Л. Романовская
Тсс…кажется, я беременна
ПРОЛОГ
Прошел уже месяц с того момента, как Юна вдрызг разругалась с Максом прямо накануне их свадьбы. И началось-то всё из-за невинных слов о том, что он не хочет пышное торжество.
– Дорогая, я тут подумал, может быть мы не будем устраивать слишком торжественную свадьбу, а просто тихо-мирно по-семейному отме…
– В смысле ты не хочешь???!!!
Макс пробормотал что-то невразумительное и даже немного успокаивающее, но Юну уже несло по волнам зарождающегося моря истерики.
– А как же лиловые платья подружек невесты? Как же белоснежный шатер на берегу моря, да черт с ним, хоть реки? Как же стопятьсот гостей и платье мечты?
Максим хмыкнул и это вот его хмыканье еще больше распалило жар её возмущения. Надо сказать вполне оправданного возмущения. Ну с точки зрения любой нормальной девушки.
Или кто-то не согласен?
Или кто-то тут не девушка?!
– Какое плать…
– В смысле какое? Ну то, со шлейфом, с открытыми плечами. Ну ты что, не помнишь, что ли?

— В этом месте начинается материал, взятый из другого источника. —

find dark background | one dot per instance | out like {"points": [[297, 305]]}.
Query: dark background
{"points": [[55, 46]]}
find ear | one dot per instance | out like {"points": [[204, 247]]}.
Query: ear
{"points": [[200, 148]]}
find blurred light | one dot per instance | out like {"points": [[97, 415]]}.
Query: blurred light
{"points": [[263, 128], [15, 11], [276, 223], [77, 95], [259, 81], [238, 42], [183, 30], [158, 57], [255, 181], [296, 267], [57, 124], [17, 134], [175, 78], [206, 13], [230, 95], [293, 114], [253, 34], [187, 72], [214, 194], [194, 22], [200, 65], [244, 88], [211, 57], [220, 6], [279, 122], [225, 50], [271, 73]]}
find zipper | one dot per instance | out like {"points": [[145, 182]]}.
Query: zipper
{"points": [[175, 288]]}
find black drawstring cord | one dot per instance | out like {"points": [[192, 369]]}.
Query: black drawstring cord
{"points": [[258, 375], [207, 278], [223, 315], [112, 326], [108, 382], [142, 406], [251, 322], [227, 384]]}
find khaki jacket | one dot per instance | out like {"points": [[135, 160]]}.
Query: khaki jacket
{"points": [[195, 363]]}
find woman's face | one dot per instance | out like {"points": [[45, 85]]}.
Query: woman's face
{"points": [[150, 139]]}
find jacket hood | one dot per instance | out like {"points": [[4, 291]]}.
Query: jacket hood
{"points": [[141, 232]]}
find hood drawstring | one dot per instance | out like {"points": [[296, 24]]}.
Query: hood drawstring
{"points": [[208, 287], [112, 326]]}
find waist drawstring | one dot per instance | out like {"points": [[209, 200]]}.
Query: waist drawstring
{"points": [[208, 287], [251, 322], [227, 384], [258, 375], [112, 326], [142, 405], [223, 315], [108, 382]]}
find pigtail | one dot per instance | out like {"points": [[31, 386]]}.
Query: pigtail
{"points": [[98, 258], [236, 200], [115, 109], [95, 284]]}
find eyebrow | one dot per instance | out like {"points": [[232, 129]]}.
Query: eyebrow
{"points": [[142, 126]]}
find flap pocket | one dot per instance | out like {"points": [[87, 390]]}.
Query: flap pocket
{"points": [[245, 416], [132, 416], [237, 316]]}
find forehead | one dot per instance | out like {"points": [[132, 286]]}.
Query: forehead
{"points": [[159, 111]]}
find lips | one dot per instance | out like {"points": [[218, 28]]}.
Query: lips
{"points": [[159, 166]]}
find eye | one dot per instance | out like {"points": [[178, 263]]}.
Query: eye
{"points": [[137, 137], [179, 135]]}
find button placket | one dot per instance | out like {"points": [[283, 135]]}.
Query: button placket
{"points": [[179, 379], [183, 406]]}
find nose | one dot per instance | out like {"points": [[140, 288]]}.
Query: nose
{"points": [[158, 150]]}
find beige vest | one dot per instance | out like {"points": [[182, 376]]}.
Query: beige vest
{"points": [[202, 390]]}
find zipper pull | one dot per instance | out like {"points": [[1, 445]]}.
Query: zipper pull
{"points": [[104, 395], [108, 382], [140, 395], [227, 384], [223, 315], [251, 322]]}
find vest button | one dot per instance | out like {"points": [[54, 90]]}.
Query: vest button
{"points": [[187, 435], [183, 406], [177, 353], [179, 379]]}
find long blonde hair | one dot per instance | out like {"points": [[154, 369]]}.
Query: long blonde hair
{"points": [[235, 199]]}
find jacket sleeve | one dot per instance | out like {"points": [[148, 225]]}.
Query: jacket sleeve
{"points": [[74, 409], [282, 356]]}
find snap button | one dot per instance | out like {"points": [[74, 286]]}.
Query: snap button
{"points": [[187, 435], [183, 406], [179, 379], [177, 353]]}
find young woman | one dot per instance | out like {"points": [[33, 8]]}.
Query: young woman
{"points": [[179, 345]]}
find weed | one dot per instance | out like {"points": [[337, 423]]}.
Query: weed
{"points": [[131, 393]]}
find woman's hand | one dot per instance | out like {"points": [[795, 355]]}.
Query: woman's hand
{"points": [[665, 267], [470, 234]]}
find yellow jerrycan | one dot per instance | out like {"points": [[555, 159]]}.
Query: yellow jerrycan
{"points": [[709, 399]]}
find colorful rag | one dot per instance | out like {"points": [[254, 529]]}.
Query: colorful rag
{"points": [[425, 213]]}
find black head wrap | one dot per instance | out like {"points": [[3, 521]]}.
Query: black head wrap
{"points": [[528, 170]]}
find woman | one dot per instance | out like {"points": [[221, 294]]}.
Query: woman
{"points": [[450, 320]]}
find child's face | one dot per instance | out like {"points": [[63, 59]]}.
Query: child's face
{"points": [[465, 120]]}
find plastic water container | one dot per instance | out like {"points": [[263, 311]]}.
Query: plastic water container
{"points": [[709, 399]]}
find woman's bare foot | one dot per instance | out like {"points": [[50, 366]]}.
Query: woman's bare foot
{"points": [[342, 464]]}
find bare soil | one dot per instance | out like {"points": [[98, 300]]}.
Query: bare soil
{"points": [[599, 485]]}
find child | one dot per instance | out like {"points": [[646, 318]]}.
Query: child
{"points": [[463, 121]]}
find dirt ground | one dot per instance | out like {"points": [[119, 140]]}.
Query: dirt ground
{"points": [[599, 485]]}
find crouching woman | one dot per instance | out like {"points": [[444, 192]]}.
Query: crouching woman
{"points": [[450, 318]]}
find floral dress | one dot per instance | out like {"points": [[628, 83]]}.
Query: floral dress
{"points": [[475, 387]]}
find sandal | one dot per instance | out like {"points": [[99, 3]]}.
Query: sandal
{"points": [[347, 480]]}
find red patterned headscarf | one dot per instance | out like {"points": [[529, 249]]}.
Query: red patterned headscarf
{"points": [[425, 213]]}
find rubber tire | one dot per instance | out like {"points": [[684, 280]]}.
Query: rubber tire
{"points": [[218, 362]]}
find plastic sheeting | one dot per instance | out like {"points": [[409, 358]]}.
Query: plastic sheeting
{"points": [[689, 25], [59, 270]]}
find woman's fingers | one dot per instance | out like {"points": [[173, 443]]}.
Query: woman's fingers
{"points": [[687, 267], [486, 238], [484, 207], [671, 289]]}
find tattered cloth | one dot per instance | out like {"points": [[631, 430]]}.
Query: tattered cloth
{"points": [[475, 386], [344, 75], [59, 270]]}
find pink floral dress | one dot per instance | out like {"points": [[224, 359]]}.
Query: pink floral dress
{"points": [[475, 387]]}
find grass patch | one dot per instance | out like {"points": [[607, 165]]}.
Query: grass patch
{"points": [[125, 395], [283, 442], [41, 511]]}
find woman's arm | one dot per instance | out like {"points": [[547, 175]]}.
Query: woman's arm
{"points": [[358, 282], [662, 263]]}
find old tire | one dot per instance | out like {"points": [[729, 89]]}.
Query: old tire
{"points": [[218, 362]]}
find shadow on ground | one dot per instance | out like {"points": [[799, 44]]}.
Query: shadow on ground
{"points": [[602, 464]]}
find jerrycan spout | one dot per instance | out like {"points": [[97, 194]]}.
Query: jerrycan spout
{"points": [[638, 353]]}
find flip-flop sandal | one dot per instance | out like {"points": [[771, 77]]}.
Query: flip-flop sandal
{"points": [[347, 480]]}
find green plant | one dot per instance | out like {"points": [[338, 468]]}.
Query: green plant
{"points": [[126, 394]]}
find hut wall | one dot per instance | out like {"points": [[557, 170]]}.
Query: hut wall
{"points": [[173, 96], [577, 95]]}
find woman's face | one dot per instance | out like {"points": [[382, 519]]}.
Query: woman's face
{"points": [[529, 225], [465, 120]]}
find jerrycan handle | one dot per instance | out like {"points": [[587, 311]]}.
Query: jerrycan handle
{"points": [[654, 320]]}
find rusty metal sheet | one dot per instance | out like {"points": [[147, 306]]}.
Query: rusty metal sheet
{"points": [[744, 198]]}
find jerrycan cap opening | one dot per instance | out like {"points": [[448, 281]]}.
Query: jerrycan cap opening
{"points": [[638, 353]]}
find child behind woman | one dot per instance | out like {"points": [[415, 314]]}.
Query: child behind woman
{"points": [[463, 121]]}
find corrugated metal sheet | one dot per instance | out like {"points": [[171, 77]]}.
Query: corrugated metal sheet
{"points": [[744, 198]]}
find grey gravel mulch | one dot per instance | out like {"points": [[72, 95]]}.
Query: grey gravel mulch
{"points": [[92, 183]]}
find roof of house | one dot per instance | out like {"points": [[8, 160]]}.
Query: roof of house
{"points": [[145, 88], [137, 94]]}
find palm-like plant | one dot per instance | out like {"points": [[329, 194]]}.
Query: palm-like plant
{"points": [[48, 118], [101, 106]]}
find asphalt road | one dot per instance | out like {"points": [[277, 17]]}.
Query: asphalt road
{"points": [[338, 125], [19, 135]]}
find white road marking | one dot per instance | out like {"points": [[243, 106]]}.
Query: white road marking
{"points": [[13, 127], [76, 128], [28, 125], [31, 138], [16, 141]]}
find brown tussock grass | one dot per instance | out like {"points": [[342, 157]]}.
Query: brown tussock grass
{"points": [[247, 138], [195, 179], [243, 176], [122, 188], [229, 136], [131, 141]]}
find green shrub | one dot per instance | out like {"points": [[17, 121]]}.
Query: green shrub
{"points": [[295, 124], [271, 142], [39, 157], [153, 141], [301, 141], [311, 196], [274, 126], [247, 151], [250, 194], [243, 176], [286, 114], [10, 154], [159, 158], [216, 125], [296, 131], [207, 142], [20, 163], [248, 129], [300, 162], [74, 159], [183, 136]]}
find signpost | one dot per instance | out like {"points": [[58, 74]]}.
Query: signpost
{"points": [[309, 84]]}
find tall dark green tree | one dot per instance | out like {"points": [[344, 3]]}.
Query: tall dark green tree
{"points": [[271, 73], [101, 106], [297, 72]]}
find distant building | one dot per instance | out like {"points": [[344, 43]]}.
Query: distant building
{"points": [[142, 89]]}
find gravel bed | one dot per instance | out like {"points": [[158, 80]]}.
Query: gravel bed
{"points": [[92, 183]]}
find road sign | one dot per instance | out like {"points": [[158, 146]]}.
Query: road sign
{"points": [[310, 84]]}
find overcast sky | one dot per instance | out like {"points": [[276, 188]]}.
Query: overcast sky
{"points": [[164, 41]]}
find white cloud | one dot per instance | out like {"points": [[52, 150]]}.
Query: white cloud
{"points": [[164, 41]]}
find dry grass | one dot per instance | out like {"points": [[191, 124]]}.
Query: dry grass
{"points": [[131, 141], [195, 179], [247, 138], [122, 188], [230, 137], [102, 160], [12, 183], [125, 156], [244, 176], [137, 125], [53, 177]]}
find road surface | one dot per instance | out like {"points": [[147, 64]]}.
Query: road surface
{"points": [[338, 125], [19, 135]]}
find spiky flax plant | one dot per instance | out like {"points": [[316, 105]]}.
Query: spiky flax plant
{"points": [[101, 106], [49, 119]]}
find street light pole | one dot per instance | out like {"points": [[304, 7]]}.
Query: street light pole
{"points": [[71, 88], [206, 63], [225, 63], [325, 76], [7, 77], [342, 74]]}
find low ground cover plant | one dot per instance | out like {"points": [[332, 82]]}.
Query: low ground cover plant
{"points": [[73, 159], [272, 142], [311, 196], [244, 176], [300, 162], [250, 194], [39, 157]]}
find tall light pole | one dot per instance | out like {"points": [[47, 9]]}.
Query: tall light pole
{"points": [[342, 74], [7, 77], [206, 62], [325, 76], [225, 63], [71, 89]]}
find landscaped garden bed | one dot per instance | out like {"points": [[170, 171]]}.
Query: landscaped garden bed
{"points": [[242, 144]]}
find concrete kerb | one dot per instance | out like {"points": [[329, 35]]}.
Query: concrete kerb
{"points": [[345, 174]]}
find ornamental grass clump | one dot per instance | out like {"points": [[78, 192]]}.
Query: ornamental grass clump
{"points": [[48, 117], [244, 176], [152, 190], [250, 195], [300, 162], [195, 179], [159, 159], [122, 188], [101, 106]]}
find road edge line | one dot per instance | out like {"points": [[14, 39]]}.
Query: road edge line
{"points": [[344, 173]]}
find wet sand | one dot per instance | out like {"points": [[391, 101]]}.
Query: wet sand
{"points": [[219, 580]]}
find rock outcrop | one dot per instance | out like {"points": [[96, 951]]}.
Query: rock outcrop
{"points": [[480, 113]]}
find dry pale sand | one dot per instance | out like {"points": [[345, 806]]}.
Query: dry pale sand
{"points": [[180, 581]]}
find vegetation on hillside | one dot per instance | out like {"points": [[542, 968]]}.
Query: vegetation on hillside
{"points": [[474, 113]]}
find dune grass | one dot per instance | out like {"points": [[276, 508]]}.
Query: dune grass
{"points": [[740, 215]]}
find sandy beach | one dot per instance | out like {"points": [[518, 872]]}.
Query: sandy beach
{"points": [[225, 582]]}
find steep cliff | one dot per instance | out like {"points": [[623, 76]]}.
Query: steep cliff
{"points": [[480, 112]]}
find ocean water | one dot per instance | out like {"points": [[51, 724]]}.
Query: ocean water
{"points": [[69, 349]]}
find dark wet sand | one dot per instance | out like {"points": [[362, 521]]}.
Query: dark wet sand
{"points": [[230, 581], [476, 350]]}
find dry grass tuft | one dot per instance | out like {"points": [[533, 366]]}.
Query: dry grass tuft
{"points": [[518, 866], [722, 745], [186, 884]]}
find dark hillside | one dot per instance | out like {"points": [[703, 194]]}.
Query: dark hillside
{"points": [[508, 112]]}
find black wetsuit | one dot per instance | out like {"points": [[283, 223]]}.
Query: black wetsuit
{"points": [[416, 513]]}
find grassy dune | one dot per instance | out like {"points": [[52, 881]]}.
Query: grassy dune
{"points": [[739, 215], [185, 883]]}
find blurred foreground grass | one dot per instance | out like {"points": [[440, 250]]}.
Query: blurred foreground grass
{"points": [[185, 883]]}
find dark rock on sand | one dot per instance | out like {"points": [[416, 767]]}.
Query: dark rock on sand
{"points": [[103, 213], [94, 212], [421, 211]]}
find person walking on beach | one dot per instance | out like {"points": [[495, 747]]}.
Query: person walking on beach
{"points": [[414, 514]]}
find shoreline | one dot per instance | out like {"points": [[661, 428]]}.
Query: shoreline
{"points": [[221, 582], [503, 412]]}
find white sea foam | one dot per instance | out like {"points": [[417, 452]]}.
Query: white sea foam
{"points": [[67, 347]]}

– Ну купи… – удалось-таки ему вставить слово в поток её монолога, но он, наверняка, тут же пожалел об этом.
– Да на фиг мне оно без свадьбы?! Себе купи его и на работу носи!
– Я…
– Жлоб. Ты это хотел сказать?
– Да и так нор…
– Как это и так нормально? А люди что скажут, ты подумал вообще?
– Да не скаж…
– В смысле не скажут? Не скажут, так подумают!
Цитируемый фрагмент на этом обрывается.